Richard Spruce (10 September 1817 – 28 December 1893) was an English botanist specializing in bryology. One of the great Victorian botanical explorers, Spruce spent 15 years exploring the Amazon from the Andes to its mouth, and was one of the first Europeans to visit many of the places where he collected specimens. Spruce discovered and named a number of new plant species, and corresponded with some of the top botanists of the nineteenth century.

The plants and objects collected by Spruce (mostly in Brazil, Ecuador, and Peru) from 1849 to 1864 form an important botanical, historical and ethnological resource, and have been indexed at the New York Botanical Garden, Royal Botanic Gardens, Kew, London, at Trinity College Dublin, and at the University of Manchester. Towards the end of his expedition through South America, Spruce studied indigenous cultivation of cinchona in the Andes of Peru, then successfully exported seeds and young plants as requested by the government of India. The plant was cultivated to produce quinine, a drug used to prevent malaria.

Richard Spruce was born near Ganthorpe, a small village near Castle Howard in Yorkshire. After training under his father, a local schoolmaster, Spruce began a career as a tutor and then as a mathematics master at St.
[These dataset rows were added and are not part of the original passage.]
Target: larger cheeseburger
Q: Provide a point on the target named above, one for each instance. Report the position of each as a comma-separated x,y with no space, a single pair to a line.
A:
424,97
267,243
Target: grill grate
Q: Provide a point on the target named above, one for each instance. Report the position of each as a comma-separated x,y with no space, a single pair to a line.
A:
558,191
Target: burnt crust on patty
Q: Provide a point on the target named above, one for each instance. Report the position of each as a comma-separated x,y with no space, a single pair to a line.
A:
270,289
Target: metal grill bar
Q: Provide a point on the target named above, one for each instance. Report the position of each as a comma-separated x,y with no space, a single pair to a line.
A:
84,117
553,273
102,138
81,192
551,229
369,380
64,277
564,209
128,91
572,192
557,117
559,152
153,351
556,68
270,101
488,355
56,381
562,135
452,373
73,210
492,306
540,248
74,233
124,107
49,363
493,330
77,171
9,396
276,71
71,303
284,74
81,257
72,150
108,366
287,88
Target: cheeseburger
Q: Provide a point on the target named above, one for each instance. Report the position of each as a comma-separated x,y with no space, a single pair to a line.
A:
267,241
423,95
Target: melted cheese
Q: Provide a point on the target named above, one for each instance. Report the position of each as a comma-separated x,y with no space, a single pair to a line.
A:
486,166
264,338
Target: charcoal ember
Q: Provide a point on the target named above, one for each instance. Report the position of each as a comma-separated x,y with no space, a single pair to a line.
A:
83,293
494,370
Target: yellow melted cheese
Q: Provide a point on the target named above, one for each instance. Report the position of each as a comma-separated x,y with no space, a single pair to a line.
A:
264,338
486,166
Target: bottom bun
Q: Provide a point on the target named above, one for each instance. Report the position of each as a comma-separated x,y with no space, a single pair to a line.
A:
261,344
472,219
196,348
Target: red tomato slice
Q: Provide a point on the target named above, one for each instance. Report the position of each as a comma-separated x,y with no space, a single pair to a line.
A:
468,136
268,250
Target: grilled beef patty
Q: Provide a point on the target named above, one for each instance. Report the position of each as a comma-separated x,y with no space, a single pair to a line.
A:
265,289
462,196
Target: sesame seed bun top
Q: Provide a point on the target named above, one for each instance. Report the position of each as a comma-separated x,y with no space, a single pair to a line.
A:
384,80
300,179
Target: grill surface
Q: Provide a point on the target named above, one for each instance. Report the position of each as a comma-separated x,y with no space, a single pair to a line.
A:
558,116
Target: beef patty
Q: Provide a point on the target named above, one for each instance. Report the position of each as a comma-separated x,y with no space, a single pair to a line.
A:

Peter's School, York.

As a child, Spruce "showed much aptitude for learning, and at an early age developed a great love of nature. Amongst his favourite amusements was the making of lists of plants, and he had also a great liking for astronomy." In 1834, at age 16, Spruce drew up a neatly written list of all of the plants he had found on trips around Ganthorpe, focusing on bryophytes. Arranged alphabetically and containing 403 species, the gathering and naming was Spruce's first major contribution to local botany. Three years later he had drawn up a "List of the Flora of the Malton District" containing 485 species of flowering plants. Several of Spruce's localities for the rarer plants are given in Henry Baines (botanist)'s Flora of Yorkshire, published in 1840.